Stress and the College Student

In an age where the word “college student” encompasses a vast variety of student profiles, the term “stress” is sometimes an understatement. From your elderly man pursuing his childhood dream of a higher education, to your bartender-twenty-something fraternity guy, to your single mother juggling the many hats of mother, part-time employee and x-wife, college students are not always just “college students”.

To pin the cause of stress of college students to any one issue would be overgeneralization. The truth is that there are numerous causes for college stress. Probably the most obvious cause for stress would be financial stress. Some college students are working too many hours a week at jobs to pay the rent and put food on the table. These students may be waiters who work late shifts. They may be stock-crew members who manage to steal a couple of hours sleep during the day. They may even work hours that force them to sometimes miss class, contributing more to their stress.

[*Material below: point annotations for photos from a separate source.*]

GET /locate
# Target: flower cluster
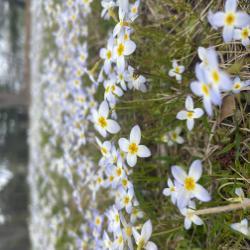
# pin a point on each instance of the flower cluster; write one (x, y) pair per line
(67, 97)
(212, 82)
(236, 24)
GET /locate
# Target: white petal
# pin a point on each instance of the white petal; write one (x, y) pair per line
(130, 47)
(227, 33)
(104, 109)
(166, 191)
(143, 151)
(242, 19)
(107, 66)
(183, 199)
(113, 127)
(201, 193)
(151, 246)
(195, 170)
(198, 113)
(135, 135)
(146, 231)
(197, 220)
(131, 160)
(189, 104)
(231, 5)
(190, 124)
(182, 115)
(178, 173)
(123, 144)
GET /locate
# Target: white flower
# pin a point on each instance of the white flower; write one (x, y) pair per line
(241, 227)
(208, 57)
(107, 55)
(190, 218)
(132, 147)
(102, 123)
(173, 137)
(238, 85)
(122, 49)
(189, 186)
(243, 35)
(203, 88)
(229, 19)
(142, 240)
(176, 71)
(190, 113)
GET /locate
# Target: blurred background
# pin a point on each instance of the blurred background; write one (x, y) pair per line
(14, 101)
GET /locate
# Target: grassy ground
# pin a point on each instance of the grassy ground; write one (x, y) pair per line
(168, 30)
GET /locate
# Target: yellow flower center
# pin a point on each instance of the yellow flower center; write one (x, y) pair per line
(189, 183)
(117, 218)
(190, 114)
(245, 33)
(133, 148)
(126, 37)
(120, 49)
(102, 122)
(120, 239)
(205, 89)
(97, 221)
(113, 88)
(126, 199)
(82, 58)
(109, 54)
(216, 76)
(230, 19)
(134, 10)
(174, 136)
(104, 150)
(124, 182)
(237, 85)
(141, 244)
(118, 172)
(177, 70)
(128, 231)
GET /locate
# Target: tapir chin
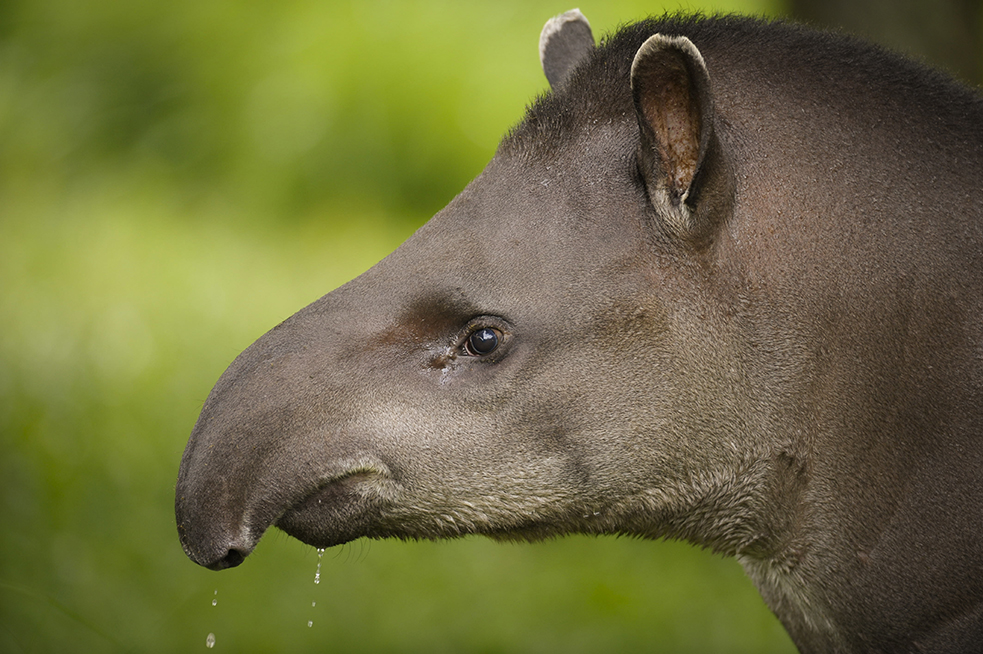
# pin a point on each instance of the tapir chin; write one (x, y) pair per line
(722, 283)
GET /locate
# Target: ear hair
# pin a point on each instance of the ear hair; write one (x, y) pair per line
(675, 112)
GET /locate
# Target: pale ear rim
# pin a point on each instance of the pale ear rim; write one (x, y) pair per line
(564, 42)
(674, 108)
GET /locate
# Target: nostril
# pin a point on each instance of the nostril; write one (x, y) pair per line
(230, 560)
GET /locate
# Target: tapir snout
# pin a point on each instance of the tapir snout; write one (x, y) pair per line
(723, 283)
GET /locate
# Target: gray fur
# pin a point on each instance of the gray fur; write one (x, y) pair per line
(741, 308)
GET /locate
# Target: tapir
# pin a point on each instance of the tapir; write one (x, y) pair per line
(722, 283)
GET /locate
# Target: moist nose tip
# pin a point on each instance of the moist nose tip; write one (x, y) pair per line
(231, 559)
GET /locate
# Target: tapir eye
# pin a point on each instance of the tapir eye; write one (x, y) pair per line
(482, 342)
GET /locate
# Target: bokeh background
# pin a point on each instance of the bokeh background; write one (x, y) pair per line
(176, 178)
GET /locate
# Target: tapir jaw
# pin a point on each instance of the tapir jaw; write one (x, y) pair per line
(344, 508)
(224, 521)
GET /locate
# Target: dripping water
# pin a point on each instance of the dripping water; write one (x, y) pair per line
(317, 580)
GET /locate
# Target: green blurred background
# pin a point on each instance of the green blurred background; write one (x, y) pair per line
(178, 177)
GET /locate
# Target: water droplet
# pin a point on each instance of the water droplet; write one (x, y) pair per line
(317, 573)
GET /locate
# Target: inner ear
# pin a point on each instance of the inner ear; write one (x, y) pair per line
(674, 107)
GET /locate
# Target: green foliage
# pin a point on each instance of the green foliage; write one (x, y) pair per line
(176, 178)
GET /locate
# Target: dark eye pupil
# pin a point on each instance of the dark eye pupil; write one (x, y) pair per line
(484, 341)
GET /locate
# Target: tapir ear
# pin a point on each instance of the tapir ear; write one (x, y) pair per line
(674, 107)
(565, 41)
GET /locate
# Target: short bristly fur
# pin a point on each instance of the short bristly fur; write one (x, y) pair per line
(731, 272)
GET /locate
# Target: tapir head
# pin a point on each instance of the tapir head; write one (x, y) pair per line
(547, 355)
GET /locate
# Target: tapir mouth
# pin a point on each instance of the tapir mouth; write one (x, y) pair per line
(341, 505)
(342, 508)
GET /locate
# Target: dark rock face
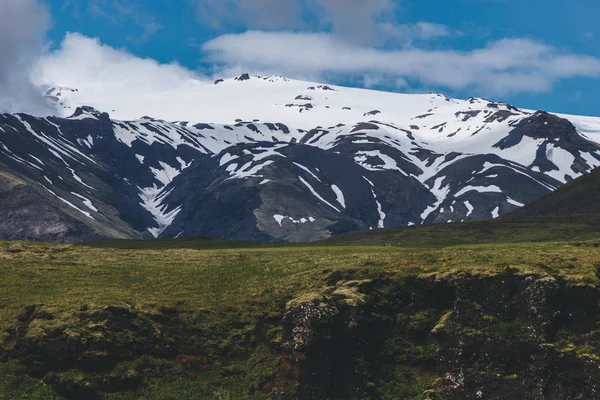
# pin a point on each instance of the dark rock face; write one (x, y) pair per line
(496, 337)
(90, 177)
(452, 336)
(243, 77)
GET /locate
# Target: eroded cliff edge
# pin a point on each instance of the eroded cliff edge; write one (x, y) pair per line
(458, 335)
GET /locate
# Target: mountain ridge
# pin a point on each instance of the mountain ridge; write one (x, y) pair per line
(294, 177)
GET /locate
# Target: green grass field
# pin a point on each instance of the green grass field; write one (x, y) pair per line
(233, 284)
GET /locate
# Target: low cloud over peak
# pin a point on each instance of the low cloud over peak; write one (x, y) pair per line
(23, 26)
(509, 66)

For those students who do not have financial worries, there are other issues to be concerned with. There are the achievement expectations in college. Some students may have breezed through high school with straight A’s and find themselves sinking in college. The work is harder, the demand stronger, the volume of material to be learned seems insurmountable. These students begin to push themselves. They become their own critics. They can be found chugging coffee, poring over papers, and neglecting their own needs for sleep, food, and relaxation time. Making the grade becomes a single-minded pursuit to be achieved even at the cost of their own health.

There are yet other groups of students who find themselves under stress. These groups include the procrastinators. These are the kids who lounge on park benches during class, goofing off with friends. They rarely crack a book, and attend class on whims. They don’t worry over tests or homework. So the question is how are these people under stress if they don’t care? The stress comes right before final exams. These students realize that they can’t bear to repeat this course next semester. They must become miracle workers. Somehow, they must magically turn a semester or slacking into some tangible thing. They must spend the next few days living, breathing, eating, and sleeping textbooks. They must track down that girl they met on the first day of class to borrow her notes. They must conjure up excuses to beg sympathy from professors. All in all, the lies, cramming, and racing to learn material can account for huge amounts of stress.

The last group of students that I see as under stress are your average Joes and Janes. These students are the norm. They make average grades, care about their studies, work hard, and do what they should. Their grades, although nothing to turn somersaults about, are nothing to frown upon either. These students go through the normal stresses associated with college life. These are unavoidable stresses. The waiting for grades to come in when you are not sure if you bombed a midterm you studied hard for, the sleep-deprivation associated with finals week, the feeling that graduation is only a semester away and you still do not have the slightest idea what to do with the rest of your lifeâÂ?¦. The simple truth is that stress in college is not only probable. It’s inevitable.

StressâÂ?¦ it’s a word with a negative connotation. That much is certain. Still, many college students persevere and look back on their college years fondly. These are the same students who laugh over nights spent eating chocolate-dipped coffee beans to cram for a test. These are the same students who smile as the relate tales of horror from their most challenging classes. The trick is that college students keep in mind that the stress won’t go on forever. A famous man once said , “This too shall pass.” College students should be comforted by that fact and realize that the grass truly will be greener on the other side.